La présidente de la Réserve fédérale de Cleveland, Beth Hammack, pense que la ligne invisible qui sépare la politique monétaire restrictive de la politique monétaire accommodante est plus élevée que ce que la plupart de ses collègues croient. Et si elle a raison, la Réserve fédérale ne lutterait pas contre l’inflation aussi fort qu’elle le pense.
Hammack estime que le taux d'intérêt neutre, le niveau théorique où la politique ne stimule ni ne restreint la croissance économique, se situe autour de 1,4 % à 1,5 % en termes réels. Cela la place à l'extrémité supérieure de la fourchette du Federal Open Market Committee, où la projection médiane du taux nominal à plus long terme s'est située autour de 3 % dans les dernières projections économiques.
Le débat sur le taux neutre, expliqué
Le taux neutre, parfois appelé r-star ou r*, correspond à la zone d'or pour les taux d'intérêt : ni trop élevé pour étouffer la croissance économique, ni trop bas pour laisser l'inflation s'emballe.

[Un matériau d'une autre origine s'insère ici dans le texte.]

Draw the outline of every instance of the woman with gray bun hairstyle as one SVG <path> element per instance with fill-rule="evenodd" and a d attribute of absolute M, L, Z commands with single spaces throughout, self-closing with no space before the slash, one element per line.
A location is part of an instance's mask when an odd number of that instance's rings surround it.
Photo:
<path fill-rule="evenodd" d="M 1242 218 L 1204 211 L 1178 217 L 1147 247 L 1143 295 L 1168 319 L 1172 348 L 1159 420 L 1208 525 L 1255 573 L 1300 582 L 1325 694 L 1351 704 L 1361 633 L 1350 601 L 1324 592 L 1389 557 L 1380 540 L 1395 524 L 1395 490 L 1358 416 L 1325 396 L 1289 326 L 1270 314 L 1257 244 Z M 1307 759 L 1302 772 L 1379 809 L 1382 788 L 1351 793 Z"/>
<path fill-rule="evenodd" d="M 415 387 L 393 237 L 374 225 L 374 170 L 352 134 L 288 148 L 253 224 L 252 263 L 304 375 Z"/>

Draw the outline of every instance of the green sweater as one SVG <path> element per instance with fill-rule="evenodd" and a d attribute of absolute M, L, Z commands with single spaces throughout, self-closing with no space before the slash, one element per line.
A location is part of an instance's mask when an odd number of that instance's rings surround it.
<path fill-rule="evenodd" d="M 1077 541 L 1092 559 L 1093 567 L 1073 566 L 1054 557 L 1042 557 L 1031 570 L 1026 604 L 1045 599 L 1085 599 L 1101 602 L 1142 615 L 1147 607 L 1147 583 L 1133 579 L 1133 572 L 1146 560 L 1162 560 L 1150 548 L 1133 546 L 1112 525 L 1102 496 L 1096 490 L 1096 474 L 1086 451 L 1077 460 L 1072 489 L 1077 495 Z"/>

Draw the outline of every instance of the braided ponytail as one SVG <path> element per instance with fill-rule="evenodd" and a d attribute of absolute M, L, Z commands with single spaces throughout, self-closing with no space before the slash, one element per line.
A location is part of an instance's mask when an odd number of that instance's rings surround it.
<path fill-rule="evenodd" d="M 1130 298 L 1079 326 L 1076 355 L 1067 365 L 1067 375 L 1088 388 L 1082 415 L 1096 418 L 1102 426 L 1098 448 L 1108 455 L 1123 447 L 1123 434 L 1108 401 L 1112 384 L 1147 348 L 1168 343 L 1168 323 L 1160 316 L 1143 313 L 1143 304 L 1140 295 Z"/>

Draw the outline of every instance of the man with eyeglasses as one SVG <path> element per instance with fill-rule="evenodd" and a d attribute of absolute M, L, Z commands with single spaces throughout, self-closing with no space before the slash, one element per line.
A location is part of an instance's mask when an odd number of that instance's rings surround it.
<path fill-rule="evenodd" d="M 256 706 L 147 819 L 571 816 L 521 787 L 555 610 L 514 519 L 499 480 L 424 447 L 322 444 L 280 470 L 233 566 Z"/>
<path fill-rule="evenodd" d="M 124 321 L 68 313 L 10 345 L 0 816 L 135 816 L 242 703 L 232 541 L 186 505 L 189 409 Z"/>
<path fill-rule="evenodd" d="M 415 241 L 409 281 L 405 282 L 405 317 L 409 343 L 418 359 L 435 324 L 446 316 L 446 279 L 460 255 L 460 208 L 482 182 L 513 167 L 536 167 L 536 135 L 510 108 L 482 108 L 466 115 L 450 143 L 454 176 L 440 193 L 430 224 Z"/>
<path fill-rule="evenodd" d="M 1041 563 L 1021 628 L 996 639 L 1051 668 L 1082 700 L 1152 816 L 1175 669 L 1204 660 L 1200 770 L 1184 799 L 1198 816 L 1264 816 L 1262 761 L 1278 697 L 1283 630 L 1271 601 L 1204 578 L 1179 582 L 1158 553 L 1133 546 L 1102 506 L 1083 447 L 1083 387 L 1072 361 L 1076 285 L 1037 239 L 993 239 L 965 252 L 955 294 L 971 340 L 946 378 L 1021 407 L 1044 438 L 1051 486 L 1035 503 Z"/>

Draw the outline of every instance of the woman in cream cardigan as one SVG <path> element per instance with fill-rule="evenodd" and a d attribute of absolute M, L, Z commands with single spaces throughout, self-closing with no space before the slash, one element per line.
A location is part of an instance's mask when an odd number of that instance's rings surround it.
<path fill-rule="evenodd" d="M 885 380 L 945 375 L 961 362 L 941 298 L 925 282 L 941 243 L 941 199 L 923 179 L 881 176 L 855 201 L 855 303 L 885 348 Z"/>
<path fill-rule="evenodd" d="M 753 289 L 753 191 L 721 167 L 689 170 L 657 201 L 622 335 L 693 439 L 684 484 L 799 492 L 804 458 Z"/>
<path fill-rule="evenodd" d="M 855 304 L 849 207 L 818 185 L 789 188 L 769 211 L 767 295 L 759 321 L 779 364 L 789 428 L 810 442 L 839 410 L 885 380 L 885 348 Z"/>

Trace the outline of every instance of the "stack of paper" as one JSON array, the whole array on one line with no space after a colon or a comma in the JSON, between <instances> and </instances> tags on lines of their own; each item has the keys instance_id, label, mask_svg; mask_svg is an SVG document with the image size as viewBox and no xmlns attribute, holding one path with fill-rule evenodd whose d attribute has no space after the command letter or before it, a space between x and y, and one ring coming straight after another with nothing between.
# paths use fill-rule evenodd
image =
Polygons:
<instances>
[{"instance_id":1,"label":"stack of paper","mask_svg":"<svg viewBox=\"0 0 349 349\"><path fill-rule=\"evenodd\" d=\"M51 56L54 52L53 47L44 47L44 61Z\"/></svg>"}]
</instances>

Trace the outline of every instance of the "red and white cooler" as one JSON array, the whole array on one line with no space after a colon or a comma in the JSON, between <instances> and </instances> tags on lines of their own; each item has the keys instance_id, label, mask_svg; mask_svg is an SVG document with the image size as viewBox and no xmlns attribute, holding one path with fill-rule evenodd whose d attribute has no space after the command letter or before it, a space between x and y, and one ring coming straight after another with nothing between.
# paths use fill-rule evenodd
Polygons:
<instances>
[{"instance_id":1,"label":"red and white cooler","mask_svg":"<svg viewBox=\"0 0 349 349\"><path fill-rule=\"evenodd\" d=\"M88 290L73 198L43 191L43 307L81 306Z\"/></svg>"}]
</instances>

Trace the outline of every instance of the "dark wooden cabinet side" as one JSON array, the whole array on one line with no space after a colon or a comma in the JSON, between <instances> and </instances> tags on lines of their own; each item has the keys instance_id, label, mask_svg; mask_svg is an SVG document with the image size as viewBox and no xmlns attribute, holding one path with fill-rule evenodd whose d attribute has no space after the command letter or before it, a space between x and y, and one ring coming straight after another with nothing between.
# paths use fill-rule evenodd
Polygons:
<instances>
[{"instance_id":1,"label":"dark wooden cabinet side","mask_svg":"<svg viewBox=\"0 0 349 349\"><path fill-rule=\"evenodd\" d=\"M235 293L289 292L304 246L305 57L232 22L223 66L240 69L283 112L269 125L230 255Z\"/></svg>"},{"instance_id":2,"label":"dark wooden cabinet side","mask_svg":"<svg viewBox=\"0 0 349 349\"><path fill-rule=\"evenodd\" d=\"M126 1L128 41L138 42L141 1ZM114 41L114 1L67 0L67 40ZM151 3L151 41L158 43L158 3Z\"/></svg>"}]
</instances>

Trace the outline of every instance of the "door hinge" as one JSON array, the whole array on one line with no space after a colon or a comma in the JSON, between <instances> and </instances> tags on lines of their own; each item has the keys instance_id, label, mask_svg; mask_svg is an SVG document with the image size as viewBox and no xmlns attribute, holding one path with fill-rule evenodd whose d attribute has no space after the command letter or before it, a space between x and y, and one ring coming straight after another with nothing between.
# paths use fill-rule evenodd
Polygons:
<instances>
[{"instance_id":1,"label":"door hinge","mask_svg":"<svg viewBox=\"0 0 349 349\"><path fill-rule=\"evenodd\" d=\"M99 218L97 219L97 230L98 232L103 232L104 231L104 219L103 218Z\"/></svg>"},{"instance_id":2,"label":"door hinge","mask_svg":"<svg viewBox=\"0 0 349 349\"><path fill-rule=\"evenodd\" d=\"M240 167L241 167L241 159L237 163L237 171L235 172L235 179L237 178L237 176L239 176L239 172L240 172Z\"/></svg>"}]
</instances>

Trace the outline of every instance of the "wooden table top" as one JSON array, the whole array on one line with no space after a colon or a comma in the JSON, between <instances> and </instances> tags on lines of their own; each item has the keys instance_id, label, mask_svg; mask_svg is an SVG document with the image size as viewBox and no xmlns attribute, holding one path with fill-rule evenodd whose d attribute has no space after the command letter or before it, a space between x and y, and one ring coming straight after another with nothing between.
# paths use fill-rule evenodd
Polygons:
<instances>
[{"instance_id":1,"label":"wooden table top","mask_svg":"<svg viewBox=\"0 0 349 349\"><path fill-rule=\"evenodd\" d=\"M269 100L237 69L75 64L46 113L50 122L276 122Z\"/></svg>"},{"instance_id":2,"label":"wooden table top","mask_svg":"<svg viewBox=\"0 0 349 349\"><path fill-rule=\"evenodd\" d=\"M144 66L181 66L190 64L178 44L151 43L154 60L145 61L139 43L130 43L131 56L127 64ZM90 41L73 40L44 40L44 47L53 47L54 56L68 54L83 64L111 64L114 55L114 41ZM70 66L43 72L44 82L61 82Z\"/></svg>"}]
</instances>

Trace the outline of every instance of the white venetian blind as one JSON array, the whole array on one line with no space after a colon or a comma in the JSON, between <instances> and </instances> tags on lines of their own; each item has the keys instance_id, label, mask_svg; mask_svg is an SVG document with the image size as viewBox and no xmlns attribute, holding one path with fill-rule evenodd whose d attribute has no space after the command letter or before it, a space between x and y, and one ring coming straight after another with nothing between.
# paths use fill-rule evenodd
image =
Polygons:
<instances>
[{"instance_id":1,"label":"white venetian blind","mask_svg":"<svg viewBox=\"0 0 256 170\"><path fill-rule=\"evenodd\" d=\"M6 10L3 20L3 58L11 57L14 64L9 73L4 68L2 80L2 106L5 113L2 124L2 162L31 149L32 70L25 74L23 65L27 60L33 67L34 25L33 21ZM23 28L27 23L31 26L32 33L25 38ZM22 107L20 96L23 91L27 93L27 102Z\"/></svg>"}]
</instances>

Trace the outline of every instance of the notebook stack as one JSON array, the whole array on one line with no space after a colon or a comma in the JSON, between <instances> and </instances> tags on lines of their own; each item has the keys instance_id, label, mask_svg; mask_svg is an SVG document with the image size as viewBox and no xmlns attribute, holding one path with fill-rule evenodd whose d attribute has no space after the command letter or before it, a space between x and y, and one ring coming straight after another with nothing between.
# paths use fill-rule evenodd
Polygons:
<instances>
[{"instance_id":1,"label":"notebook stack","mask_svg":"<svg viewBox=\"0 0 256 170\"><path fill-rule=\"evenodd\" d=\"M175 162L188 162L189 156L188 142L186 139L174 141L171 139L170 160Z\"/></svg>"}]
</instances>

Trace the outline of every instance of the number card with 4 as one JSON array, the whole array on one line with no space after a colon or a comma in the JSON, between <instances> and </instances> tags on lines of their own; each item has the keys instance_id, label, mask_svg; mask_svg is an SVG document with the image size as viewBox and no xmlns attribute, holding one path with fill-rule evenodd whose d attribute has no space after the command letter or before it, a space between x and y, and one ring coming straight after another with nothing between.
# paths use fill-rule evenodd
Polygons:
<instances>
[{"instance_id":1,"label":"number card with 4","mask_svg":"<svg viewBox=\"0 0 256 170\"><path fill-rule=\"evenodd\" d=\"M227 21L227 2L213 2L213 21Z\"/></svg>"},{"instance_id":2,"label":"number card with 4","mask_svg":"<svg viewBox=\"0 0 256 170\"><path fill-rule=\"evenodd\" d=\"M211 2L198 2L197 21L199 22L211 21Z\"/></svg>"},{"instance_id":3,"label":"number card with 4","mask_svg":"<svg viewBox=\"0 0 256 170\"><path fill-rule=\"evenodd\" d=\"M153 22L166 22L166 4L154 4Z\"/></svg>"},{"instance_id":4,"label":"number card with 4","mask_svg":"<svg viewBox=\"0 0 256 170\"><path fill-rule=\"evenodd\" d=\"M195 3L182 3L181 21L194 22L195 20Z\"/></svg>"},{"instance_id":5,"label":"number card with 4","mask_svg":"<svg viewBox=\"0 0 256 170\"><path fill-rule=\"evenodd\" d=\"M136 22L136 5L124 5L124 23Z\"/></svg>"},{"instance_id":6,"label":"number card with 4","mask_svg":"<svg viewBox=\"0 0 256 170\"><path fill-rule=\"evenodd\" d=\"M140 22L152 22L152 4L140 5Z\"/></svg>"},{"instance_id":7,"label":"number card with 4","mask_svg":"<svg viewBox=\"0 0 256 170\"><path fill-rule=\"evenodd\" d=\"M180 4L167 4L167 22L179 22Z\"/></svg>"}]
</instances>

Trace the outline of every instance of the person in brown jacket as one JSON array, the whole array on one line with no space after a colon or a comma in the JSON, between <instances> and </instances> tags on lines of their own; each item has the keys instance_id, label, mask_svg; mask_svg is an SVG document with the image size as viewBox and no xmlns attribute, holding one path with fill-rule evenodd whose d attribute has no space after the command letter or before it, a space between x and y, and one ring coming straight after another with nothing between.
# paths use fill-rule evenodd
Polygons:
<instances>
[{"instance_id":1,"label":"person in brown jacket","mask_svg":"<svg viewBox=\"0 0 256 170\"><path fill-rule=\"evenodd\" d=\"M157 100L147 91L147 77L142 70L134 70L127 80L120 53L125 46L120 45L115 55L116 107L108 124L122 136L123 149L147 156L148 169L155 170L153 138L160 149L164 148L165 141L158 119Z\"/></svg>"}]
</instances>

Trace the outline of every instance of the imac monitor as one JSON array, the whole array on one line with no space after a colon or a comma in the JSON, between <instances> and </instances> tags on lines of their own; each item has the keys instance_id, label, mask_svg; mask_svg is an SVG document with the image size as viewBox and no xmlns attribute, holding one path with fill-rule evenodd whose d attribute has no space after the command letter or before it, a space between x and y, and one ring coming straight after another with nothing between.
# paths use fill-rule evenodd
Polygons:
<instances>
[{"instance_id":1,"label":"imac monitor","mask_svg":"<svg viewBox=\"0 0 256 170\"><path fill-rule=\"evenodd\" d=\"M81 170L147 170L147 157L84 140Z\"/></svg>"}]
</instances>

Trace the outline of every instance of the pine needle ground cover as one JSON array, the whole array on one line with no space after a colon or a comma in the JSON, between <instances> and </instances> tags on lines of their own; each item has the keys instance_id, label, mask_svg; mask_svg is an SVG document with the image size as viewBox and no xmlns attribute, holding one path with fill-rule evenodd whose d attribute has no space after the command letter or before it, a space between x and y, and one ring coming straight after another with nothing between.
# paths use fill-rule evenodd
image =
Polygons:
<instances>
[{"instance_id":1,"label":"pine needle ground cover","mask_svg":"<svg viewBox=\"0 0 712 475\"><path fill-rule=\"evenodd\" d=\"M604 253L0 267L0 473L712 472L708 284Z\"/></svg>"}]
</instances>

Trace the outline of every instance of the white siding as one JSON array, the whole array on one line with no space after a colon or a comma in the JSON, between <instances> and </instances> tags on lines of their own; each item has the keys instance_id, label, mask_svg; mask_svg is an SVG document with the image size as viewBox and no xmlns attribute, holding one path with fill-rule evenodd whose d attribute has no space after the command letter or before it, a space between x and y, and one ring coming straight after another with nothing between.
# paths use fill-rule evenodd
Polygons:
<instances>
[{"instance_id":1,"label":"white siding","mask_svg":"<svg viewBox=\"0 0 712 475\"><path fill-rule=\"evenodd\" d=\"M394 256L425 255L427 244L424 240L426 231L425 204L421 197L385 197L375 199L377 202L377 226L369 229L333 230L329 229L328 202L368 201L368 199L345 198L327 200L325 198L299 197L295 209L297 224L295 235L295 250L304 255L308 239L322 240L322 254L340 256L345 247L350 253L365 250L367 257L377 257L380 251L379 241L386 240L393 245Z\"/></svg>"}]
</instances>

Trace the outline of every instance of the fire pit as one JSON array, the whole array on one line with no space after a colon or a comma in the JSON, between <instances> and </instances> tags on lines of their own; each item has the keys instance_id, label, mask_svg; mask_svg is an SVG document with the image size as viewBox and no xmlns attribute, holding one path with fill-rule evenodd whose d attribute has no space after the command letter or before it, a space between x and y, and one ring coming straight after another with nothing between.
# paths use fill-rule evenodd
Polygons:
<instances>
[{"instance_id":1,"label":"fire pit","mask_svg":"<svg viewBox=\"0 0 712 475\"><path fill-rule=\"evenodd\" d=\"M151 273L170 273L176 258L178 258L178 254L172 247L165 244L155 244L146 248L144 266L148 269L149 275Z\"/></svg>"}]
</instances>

Les économistes l'infèrent à partir de facteurs tels que la croissance de la productivité, la démographie et les flux de capitaux mondiaux. Les estimations de modèles comme le cadre Laubach-Williams l'ont fixé autour de 1,4 %, tandis que des recherches de la Fed de Cleveland l'ont placé plus près de 1,5 %. Les deux indiquent une tendance à la hausse depuis le milieu de l'année 2025.
Lorsque Hammack affirme que son estimation du taux neutre est supérieure à celle de ses pairs, elle soutient essentiellement que le taux des fonds fédéraux actuel, d'environ 3,5 % à 3,75 %, n'opère pas autant de pression contre l'inflation que le comité pourrait le supposer. Selon ses propres propos de décembre 2025, le taux en vigueur se situait « peut-être un peu en dessous » de son estimation neutre.
Du désaccord à une action potentielle
Hammack a émis un avis dissident lors de la réunion du FOMC de juillet 2026, votant en faveur d'une hausse immédiate des taux pour lutter contre une inflation qui reste obstinément au-dessus de l'objectif de 2 % de la Fed.
D'ici août 2026, Hammack est allée plus loin, affirmant que les taux actuels ne « restreignent pas de manière significative » l'activité économique. Elle a suggéré qu'une augmentation de plus de 25 points de base pourrait être nécessaire pour ramener l'inflation vers l'objectif.
Son raisonnement suit une chaîne logique simple. Si le taux neutre est supérieur aux estimations du consensus, alors ce qui semble être une politique restrictive est en réalité neutre ou même accommodante. Si la politique est accommodante alors que l'inflation dépasse 2 %, la Fed ne se contente pas de rester en place. Elle se déplace probablement dans la mauvaise direction.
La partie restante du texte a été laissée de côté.